Концерт классика
Роландо Вильясон, один из главных теноров мировой оперной сцены, пел в Москве не впервые, но никогда не появлялся здесь в опере. Вот и на этот раз — легкомысленно-парадный жанр, концерт из арий и дуэтов пополам с сопрано, но вместо Анны Нетребко Пумеза Матшикиза, начинающая звезда из Южной Африки. Об их совместном концерте в концертном зале имени Чайковского — ЮЛИЯ БЕДЕРОВА.
На обложке программки — Роландо Вильясон, чуть позади, словно в его тени, лицо молодой певицы из ЮАР Пумезы Матшикизы. Она известна своей убедительной студенческой биографией и успешными дебютами на разных сценах, в том числе в Ковент-Гардене, где начинала как участница молодежной программы, и в Штутгартской опере, а по силе голоса оставляет Вильясона далеко позади. Легко и непринужденно ее красиво окрашенное сопрано долетает до потолка, тогда как славному партнеру приходится делать красивое лицо там, где сил на верхних нотах не хватает.

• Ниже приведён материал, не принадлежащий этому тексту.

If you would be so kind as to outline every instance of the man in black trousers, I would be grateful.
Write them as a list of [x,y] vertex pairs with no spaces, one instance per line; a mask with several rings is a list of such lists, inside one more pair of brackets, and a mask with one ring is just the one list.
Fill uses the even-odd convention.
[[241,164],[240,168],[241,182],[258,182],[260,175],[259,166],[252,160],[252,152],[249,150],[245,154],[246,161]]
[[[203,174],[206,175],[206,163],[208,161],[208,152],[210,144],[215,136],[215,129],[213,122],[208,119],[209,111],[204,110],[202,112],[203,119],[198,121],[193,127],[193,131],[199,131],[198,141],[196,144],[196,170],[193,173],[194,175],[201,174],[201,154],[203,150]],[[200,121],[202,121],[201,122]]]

И все же музыкантские возможности партнеров несопоставимы. Вильясон — смелый и откровенный артист, у Матшикизы еще все впереди. По-настоящему в ней чувствуется не столько мастерство даже — его у певицы вполне довольно для блестящего начала,— а большой дар, когда в арии Консепсьон из оперы Равеля "Испанский час" ее вокальный образ из лаковой миниатюры, каким он был в Массне и Пуччини, вдруг превращается в хлесткую экспрессионистскую живопись, недаром Консепсьон на сегодня ее коронная партия. Ей вообще, кажется, очень пошел бы XX век, и дело не только в татуировке на голом плече. У певицы большой и ровный диапазон, подвижность и экспрессия в голосе. В ней слышна правильная резкость, когда, звуча и фразируя, она убегает со сцены, лихо прибрав гламурные юбки, и оказывается, что на сцене она с голыми ногами, да еще одна забинтована. В этот момент ей веришь сильнее, чем когда вдвоем с Вильясоном, даже не изображая романа, они плотным лаком рисуют музыкальное чувство.
Оперная романистика заставляла поверить в себя в прошлой московской концертной программе Вильясона, когда они на пару с Анной Нетребко разыграли московскую публику, убедив ее в щекотливой взаимности увлечения. В этот раз ничего подобного не происходило и не планировалось. Начали с пышного Массне, убаюкивая и ублажая. Продолжили Бизе и Пуччини — так, словно мерили бальные платья. Не без большого удовольствия и со знанием дела, но не живя и не умирая в них.
Все изменил Чилеа — "Плач Федерико" Вильясон сделал самым пронзительным номером, на разрыв. Даже коронный "Романс Неморино" не мог соперничать с этой музыкой в его интерпретации в остроте чувств и фразировки. Известное дело, веристская лирика у Вильясона очень точна и соразмерна своей природе, в ней тонкость и вульгарность так густо смешаны и в таких на самом деле сложных пропорциях, что миллиграмм в сторону — и все пропало или, напротив, ничего не состоялось. Именно Вильясон чувствует эту сложную меру, не просто филигранно попадая в точку, но играя на грани, пугая и захватывая публику кульбитами куда более смелыми, чем игра в мячики, которую он затевает с партнершей в дуэте Адины и Неморино, а потом бросает эти мячики в зал, что твой Федерер.
И не беда, что все первое отделение безупречно строго выстроенной программы походит на показательное выступление танцевальной пары на льду, зато второе полно настоящих опасностей, как бы игривы ни казались Равель, Нанетта Верди, испанские сарсуэлы и глубинно шаржированное сердцеедство Доницетти.
Вильясон исповедует специфическую веристскую религию, прямо подходя со своей верой к алтарю любого стиля — от бельканто до оперетты. И некоторые вещи, начиная светиться веристскими красками, оказываются удивительны. В них, самое странное (что делает вокал Вильясона и спорным, и откровенным), смесь правды и шутки, чувствительности и усмешки. Она становится слышна там, где привычно текут по накатанной все интонации, ноты и эмоции. И даже идеально сбитый по форме и содержанию увеселительный концертный жанр не мешает бесстрашным вильясоновским открытиям.